Não venhas tarde.

O título lembra a canção. Triste fado. Pobre mulher, na despedida, a implorar ao seu amor para não se atrasar no regresso.

Era assim. Pedia-se, cantando. Fazia-se música. Ficava no ouvido. Acatava-se. Quanto mais não fosse, para ouvirmos uma e outra vez tão bela melodia. 

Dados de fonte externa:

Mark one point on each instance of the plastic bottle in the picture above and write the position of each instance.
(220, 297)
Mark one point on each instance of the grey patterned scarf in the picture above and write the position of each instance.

Agora não. Alteram-se uns acordes. Mudam-se as letras. Não se canta. Vocifera-se. Não acreditam? O que acham que quis dizer o senhor Presidente quando, ao mesmo tempo que alargava o horário de circulação, soltou um “não tenho problema nenhum em fechar tudo outra vez”? Ou um, em ritmo de refrão para ser bem interiorizado, “desconfinar não é abandalhar”? Era música, meus amigos. Era música. O nosso pianista estava a ensaiar uma nova versão da canção de Carlos Ramos. Pessoalmente, não apreciei o registo nem o tom. Preferia, sei lá... Um:

 

“Não venhas tarde!”

Diz o Presidente com carinho.

Se não queres que ele te aguarde, 

É bom que chegues cedinho.

 

“Não venhas tarde!”

E eu peço ao CDS que no fim

Não se faça de covarde

E devolva o pilim.

 

Sim, porque o nosso senhor Presidente não tem mãos a medir. Para além de confinamentos, também tem que tentar gerir eventuais crises políticas da coligação. Ainda um destes dias o ouvia dizer “é bom que a Procuradoria esclareça toda esta questão”, numa referência ao inquérito aberto a seis membros do Partido Popular. Bom, Sr Dr!? Isso não é bom. É muito bom! Mais. Se eu não tivesse medo de escrever, acrescentaria que era óptimo que se tirasse a limpo, não só esta, como muitas outras histórias. Há delas que são do Arco da velha.

Outro enredo que não lembra a ninguém é o do professor que foi suspenso e agora viu ser-lhe devolvida a razão pelo Supremo Tribunal. Mas então manda-se um docente para casa com uma mão à frente e outra atrás? Sem vencimento? Por 180 dias? 6 meses? Meio ano? Bonito serviço. A sorte deste senhor foi ter uma sogra como eu não tenho. Caso contrário teria passado por dificuldades. Pessoalmente fico feliz pelo desfecho. Agora só espero que consiga suspender também a actividade de quem o “encostou”. Sempre devem ganhar mais do que um professor. Ah, dinheiro mal gasto! Mas vá. Pronto. Por outro lado, tenho que confessar que fiquei surpreendido com a postura do Diretor Regional da Inspeção Regional da Educação. Fez o que poucos fazem. Colocou o seu lugar à disposição, imediatamente. Agora para não o terem deixado sair, será que seguiu o exemplo e decidiu cantar? Já sei... Trauteou um “vou levar-te comigo”. Remédio santo. Fica logo tudo na mesma. E, no fundo, entende-se. Vamos agora arranjar problemas para quê? O professor já vai ser reintegrado. O “cadastro” vai ser limpo. Vai receber, possivelmente, com retroactivos. Quiçá ter direito a uma indemnização. Vai poder devolver à sogra o que é de sogra. E vamos agora desafinar? Logo agora?! Não! Siga a música.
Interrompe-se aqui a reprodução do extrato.